Хотя были другие неприятные ощущения. Холодный ночной воздух, обжигающий открытую кожу его лица и шеи, и страшная, изматывающая разум усталость, делавшая его мысли смутными и медлительными: страх, одиночество, потерянность. Хуже всего была тишина. Сначала, когда он упал раненый, ночь грохотала всей какофонией боя: высокий вой лазганов, треск пулеметов, рев взрывов, вопли и крики раненых и умирающих. Шум боя постепенно затихал, становясь все более отдаленным, пока окончательно не уступил место тишине. Он никогда не думал, что человек может находить утешение в таких звуках. Каким бы пугающим ни был шум боя, последовавшая за ним тишина была еще хуже. Смешиваясь с его одиночеством, она оставила его наедине со всеми его страхами. Здесь, в темноте, страх стал постоянным его спутником, терзая его сердце без пощады и без передышки.

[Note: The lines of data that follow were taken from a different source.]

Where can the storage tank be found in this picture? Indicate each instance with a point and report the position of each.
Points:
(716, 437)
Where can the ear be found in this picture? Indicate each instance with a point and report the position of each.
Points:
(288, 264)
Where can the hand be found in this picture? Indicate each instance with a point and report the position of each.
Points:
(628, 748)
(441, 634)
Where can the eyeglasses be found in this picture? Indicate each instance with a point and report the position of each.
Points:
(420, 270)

«Сколько?» никак не оставлял его вопрос, «Сколько часов?»
Иногда его охватывало желание кричать. Кричать о помощи, умолять о милосердии, вопить, плакать, молиться – все, что угодно, лишь бы нарушить страшную тишину. И каждый раз он изо всех сил боролся с этим желанием, кусая губы, чтобы остановить рвущиеся слова. Он знал, что даже малейший звук может еще быстрее навлечь на него смерть. Хотя его могли услышать товарищи – но мог услышать и враг. Где-то там, за другим краем ничейной земли ждали бессчетные миллионы врагов. Ждали, пылая жаждой сражаться, калечить, убивать. Не важно, насколько ужасно было в одиночестве, раненым и беспомощным оказаться на ничейной земле, мысль о том, что его может найти враг, была еще страшнее. И казалось, уже целые часы он терпел тишину. Зная, что как бы он ни надеялся на спасение, он не может ничего сделать, чтобы ускорить его.

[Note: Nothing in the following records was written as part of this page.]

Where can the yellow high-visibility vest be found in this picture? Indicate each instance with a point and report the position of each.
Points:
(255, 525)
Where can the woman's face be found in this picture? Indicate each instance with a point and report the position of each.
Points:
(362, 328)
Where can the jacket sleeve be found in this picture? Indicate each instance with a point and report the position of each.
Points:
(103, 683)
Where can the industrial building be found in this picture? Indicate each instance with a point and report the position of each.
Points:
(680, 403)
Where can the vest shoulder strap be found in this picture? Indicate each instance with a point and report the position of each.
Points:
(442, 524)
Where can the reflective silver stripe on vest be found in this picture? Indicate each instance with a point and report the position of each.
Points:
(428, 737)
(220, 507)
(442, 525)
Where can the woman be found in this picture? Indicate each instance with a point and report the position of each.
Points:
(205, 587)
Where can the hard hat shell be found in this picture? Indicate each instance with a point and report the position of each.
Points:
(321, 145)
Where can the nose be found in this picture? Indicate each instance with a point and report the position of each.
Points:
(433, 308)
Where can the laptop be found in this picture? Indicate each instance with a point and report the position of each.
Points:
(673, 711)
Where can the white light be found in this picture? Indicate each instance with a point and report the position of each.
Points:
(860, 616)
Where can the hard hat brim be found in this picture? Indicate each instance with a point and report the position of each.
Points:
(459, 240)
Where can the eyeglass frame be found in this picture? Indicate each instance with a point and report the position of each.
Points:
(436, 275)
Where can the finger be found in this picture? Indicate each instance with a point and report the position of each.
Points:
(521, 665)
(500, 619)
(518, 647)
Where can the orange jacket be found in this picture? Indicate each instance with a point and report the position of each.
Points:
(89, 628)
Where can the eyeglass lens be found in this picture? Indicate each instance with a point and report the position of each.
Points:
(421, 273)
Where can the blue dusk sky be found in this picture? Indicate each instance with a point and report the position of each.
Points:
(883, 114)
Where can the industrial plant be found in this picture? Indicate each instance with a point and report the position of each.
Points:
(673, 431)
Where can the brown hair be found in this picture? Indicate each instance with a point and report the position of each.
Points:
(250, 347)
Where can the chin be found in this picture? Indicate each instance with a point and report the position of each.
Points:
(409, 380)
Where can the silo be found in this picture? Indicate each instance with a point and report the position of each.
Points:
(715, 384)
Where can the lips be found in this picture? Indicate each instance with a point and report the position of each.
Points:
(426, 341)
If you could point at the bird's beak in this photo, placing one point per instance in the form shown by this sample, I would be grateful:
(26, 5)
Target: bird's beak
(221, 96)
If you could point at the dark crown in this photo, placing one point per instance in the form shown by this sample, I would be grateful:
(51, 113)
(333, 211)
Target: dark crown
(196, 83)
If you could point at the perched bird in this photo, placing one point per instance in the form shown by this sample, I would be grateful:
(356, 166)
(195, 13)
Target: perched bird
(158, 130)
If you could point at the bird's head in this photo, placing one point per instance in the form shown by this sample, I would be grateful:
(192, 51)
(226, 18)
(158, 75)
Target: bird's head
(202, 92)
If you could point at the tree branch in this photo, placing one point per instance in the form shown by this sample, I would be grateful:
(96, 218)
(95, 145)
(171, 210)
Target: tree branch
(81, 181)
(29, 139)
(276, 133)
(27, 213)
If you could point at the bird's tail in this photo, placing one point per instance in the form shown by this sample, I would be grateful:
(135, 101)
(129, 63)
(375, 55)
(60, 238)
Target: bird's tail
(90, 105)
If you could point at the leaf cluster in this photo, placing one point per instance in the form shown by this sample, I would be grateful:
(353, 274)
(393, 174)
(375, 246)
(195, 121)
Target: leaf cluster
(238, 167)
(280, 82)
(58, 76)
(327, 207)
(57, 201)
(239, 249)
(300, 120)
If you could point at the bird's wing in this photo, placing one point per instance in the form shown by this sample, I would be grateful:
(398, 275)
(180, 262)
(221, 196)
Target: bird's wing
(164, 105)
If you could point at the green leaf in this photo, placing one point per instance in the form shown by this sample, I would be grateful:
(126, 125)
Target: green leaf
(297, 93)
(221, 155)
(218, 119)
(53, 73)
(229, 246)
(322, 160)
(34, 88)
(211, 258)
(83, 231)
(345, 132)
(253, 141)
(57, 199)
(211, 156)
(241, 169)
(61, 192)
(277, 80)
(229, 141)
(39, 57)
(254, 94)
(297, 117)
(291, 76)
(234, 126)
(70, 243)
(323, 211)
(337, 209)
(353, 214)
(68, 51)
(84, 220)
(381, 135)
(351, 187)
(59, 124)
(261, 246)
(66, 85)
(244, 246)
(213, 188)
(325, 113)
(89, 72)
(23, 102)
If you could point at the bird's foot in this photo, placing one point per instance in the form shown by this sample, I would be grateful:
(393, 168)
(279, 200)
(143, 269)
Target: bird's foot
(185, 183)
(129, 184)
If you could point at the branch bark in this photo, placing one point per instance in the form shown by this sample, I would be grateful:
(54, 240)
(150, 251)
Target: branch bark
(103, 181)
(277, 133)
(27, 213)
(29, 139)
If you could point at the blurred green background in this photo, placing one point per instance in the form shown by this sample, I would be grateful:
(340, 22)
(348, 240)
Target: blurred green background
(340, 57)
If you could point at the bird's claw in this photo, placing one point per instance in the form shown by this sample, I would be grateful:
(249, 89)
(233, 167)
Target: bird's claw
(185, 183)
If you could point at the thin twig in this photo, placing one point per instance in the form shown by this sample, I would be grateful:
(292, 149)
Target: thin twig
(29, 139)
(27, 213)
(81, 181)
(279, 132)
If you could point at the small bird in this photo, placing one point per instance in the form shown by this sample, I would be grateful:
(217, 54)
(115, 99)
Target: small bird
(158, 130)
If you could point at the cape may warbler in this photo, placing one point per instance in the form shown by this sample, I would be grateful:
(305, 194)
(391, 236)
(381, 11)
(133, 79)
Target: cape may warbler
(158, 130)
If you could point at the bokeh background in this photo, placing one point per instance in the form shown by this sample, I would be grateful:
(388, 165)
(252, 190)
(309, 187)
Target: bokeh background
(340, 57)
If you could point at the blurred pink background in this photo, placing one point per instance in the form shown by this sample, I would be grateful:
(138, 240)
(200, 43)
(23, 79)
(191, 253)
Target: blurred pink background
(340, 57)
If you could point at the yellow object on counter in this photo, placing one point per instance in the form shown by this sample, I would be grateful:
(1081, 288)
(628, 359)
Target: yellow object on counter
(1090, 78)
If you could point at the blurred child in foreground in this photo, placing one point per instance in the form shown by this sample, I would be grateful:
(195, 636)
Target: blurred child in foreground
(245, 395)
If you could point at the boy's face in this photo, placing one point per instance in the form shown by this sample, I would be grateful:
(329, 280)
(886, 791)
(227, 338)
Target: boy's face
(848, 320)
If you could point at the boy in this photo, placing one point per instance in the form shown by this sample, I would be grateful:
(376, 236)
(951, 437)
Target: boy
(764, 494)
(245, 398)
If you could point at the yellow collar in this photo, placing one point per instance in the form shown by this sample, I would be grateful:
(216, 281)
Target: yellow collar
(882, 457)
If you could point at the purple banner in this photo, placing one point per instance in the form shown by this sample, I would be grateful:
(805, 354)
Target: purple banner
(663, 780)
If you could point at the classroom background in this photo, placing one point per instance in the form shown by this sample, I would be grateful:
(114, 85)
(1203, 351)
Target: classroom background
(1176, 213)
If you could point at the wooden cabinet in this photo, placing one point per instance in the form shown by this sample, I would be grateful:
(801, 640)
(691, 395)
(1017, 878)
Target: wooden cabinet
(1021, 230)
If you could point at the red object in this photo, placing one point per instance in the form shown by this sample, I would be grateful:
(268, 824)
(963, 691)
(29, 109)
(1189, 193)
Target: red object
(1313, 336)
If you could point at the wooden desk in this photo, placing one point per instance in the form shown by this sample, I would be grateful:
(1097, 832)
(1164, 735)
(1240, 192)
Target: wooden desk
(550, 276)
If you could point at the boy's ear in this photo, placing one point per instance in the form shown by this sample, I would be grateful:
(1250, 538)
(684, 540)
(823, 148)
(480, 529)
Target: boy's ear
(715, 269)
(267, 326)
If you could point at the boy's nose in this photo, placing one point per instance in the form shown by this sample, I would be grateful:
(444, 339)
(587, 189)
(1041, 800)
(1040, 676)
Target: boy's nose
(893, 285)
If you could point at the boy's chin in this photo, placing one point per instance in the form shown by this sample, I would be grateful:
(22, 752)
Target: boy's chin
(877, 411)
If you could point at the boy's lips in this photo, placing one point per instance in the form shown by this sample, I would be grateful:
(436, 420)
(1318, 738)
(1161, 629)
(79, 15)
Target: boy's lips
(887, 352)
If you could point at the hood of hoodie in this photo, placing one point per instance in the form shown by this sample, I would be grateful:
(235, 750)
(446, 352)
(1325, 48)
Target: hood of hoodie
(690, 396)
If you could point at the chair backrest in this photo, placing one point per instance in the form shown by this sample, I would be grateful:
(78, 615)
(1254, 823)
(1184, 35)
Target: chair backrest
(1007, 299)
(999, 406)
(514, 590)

«Сколько?», настойчиво билась в голове мысль, «Сколько часов?»
Ему сейчас так мало оставалось. Так мало настоящего. Все, что когда-то так много значило – семья, родной мир, вера в Императора – сейчас казалось смутным и далеким. Даже его воспоминания были туманными, словно его прошлое угасало перед его глазами так же быстро, как будущее. Его внутренний мир, мир его жизни, который когда-то был таким ярким и полным надежд, исчезал и сокращался, теряя подробности. У него оставался небольшой выбор: кричать или хранить молчание, истечь кровью до смерти или взять нож и умереть быстро, бодрствовать или заснуть. На секунду сон казался соблазнительной перспективой. Он очень устал, и усталость затягивала его разум, словно настойчивый друг, но он не уступал ей. Он знал, что если заснет, то, скорее всего, никогда больше не проснется. Так же он знал, что все эти так называемые возможности выбора – просто иллюзия. В конце концов у него сейчас только один выбор – жить или умереть. И он не хотел умирать.